Golovinomyces orontii is a species complex of powdery mildew fungi in the family Erysiphaceae. It is found around the world where it infects plants in various families. What was formerly thought to be a single species is likely to be a complex of multiple cryptic species, with Golovinomyces orontii sensu stricto infecting plants such as Misopates.

== Description ==
The fungus forms white mycelial growth on both sides of the leaves of its host. The leaves can sometimes be distorted, discoloured or even killed by the presence of the powdery mildew. Unlike most Erysiphaceae, Golovinomyces orontii has been considered not to be particularly host-specific, occurring on a wide range of taxa. However, it is more likely that what has been reported as a single species is actually multiple closely-related taxa. The type host of Golovinomyces orontii is Misopates. It can be found worldwide, wherever its host species are found.

== Taxonomy ==
Golovinomyces orontii was formally described by Castagne in 1851 with the basionym Erysiphe orontii. The species was transferred to the genus Golovinomyces by V.P. Heluta in 1988.

== Lifecycle ==
The lifecycle begins when a conidia lands on the surface of a host plant. The conidia then develop germ tubes, forming an appressorium, that later forms into haustoria. These haustoria are used to siphon nutrients needed for growth.

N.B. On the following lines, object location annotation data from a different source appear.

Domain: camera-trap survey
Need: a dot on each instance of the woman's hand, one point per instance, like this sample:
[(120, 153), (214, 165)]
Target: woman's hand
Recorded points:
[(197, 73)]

Golovinomyces orontii completes a full life cycle within a few days. The fungus produces new conidia asexually, which are easily dispersed to nearby susceptible plants. These conidia can initiate new infections, leading to the spread of the disease.

Chasmothecia are rarely formed on most hosts, but may form under unfavourable conditions. Chasmothecia are resistant structures that protect the sexual spores (ascospores) of the fungus. They can remain viable for extended periods and serve as a means of survival until conditions become favourable again.